It will take a few more decades before the majority of the Filipinos would be comfortable with cashless transactions.
The expanding economy backed up by high consumer spending and the fast-paced evolution of technology has led MasterCard Vice President Judith Dayrit to project that a huge chunk of the Philippine population would be card-equipped by 2030.
“To answer the million-dollar question…technology is moving the milestones in business to move faster. I would think that maybe in 2030, maybe anywhere between 2020 to 2050,” Dayrit told the BusinessMirror.
During the launch of the Platinum MasterCard under Maybank, Dayrit said that, despite the broad spectrum of cardholders from the mass market to the more affluent segments and the strong purchasing power in the Philippine market, rich people continue to be the primary drivers for card usage, mostly driven by travel and overseas spending.
She added that, because of the leniency and ease of traveling around, it’s not only the upscale market that is noticeably using cards for travel but the upper mass market, as well.
Nevertheless, cash remains the primary mode of transaction in the country. Dayrit pointed out that consumers have yet to realize that there is minimal, if not zero, reward at all in the usage of cash and that it remains as the riskiest transaction method.
“We’re trying to move payment solutions so that payment becomes electronic and not manual cash. The main point is how to move from cash transactions to more convenient and easy and reward-filled products like cards,” she said.
Regardless of cash being their preferred mode of payment, Filipinos showed a strong consumer readiness and mobile commerce cluster score in the MasterCard Mobile Payments Readiness index, posting a 34.7 overall score and surpassing the average index score of 33.2.
According to MasterCard, consumers in the Philippines are ready and willing to use mobile payments, especially in the realms of peer to peer and mobile-commerce payments.

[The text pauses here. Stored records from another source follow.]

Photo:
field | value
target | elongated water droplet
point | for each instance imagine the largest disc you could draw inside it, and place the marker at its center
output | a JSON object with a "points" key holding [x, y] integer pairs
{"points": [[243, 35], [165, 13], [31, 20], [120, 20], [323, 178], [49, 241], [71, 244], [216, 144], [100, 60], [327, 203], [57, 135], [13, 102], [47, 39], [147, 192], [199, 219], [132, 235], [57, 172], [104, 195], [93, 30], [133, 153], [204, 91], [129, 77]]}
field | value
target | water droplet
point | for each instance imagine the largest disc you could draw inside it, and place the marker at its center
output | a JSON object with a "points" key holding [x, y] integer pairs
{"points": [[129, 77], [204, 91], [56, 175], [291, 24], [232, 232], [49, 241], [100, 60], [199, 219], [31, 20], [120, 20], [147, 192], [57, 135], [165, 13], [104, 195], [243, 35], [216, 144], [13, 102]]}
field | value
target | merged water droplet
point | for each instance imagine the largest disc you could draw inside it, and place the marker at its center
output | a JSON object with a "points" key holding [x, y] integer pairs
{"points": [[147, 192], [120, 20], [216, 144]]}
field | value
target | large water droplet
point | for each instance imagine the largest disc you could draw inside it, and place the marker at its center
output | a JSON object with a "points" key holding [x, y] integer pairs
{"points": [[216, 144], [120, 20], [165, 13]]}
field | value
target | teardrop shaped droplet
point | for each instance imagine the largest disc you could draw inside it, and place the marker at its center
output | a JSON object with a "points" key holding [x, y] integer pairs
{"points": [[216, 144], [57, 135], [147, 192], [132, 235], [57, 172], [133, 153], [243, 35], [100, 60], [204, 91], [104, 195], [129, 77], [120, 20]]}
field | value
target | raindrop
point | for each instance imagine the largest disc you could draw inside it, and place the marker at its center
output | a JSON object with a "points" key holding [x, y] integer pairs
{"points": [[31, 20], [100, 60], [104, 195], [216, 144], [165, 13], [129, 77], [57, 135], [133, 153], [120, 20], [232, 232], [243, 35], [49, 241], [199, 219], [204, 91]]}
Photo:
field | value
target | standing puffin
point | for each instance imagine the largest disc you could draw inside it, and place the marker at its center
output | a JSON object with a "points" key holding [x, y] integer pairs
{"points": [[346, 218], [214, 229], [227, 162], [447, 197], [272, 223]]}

However, it also stated that unless laws that relate to business information and communications technology are improved, and banks and mobile networks can cooperate to build mobile payments solutions, the Philippines could see mobile payments become mainstream.
Meanwhile, the Visa Consumer Payment Attitudes Study in 2015 revealed that three of 10 Filipinos have made contactless payments, compared to 21 percent in 2014. Contactless payments include the use of credit card, debit card or smartphone, sweeping aside the need for cash, personal identification number or signatures for transactions under P2,000.

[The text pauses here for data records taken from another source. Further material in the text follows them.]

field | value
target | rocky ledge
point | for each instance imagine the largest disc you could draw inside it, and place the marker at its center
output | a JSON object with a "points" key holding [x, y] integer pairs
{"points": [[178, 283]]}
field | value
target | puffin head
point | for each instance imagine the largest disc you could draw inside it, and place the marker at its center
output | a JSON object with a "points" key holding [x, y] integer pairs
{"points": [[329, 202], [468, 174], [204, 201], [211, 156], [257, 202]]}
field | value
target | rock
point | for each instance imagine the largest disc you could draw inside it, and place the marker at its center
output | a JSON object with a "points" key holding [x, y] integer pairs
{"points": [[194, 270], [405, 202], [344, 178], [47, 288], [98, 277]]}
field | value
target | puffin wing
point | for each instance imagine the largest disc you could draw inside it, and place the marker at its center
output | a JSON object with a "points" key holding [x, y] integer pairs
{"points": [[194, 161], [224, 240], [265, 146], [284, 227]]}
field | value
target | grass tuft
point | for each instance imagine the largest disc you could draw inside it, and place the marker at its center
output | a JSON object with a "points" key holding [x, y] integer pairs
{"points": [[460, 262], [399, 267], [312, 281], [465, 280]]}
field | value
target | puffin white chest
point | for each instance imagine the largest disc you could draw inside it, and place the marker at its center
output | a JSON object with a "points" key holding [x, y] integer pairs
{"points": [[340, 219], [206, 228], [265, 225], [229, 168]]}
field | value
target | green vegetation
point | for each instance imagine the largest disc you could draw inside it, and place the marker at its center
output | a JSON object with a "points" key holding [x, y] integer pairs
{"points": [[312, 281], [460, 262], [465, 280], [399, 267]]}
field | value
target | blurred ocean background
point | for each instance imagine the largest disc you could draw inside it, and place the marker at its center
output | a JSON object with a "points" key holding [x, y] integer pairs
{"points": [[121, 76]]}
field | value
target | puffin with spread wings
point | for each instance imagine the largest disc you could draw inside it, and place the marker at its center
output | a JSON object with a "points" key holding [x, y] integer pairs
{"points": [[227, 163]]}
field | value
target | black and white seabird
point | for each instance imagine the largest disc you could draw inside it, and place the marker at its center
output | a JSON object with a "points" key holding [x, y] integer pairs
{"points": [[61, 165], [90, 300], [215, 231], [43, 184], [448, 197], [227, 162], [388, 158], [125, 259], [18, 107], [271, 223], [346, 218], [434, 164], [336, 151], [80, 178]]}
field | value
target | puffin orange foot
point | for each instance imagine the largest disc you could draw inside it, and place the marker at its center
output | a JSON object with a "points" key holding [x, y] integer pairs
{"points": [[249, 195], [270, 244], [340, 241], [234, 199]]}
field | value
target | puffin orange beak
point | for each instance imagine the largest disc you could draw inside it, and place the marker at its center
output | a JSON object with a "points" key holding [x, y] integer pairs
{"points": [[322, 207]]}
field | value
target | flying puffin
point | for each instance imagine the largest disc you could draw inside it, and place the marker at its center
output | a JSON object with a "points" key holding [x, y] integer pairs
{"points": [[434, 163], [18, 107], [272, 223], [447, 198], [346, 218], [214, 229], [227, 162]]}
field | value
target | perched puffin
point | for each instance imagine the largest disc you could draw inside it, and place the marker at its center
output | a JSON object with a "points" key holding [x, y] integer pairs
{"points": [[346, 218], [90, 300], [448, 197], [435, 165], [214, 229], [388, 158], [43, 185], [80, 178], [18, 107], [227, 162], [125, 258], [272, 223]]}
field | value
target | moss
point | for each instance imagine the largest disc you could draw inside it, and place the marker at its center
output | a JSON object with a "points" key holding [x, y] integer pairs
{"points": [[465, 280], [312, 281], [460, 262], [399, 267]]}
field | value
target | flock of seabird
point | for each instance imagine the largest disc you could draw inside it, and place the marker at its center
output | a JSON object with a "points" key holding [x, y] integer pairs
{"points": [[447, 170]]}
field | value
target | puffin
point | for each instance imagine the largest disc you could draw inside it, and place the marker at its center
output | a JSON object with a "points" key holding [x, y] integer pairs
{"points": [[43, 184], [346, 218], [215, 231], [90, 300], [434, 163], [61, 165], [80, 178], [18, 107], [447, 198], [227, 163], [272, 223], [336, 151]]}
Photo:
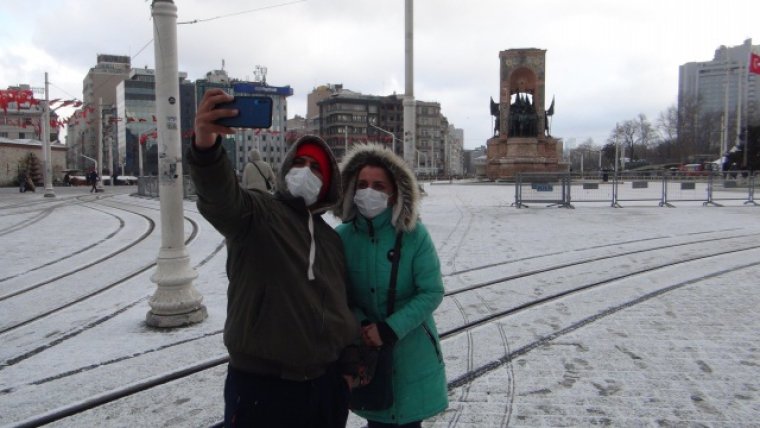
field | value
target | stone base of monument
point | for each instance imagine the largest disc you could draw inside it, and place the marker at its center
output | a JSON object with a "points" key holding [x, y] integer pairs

“I can’t really say when majority of the Filipinos will be cardholders. As I’ve said, it’s a steady growth, but not as fast as we like. But we have a lot of room for opportunity with a 57-million possible market,” Visa Country Manager Stuart Tomlinson told the BusinessMirror.
Visa also stated that Filipinos’ awareness for contactless payments has risen from 62 percent in 2014 to 66 percent in 2015. More awareness led to usage, which has grown from 21 percent last year to 29 percent in the said year.
The same study concluded 41 percent of Filipinos recognize new benefits of contactless payments, such as being of less hassle to use, while 36 percent recognized it as being safer.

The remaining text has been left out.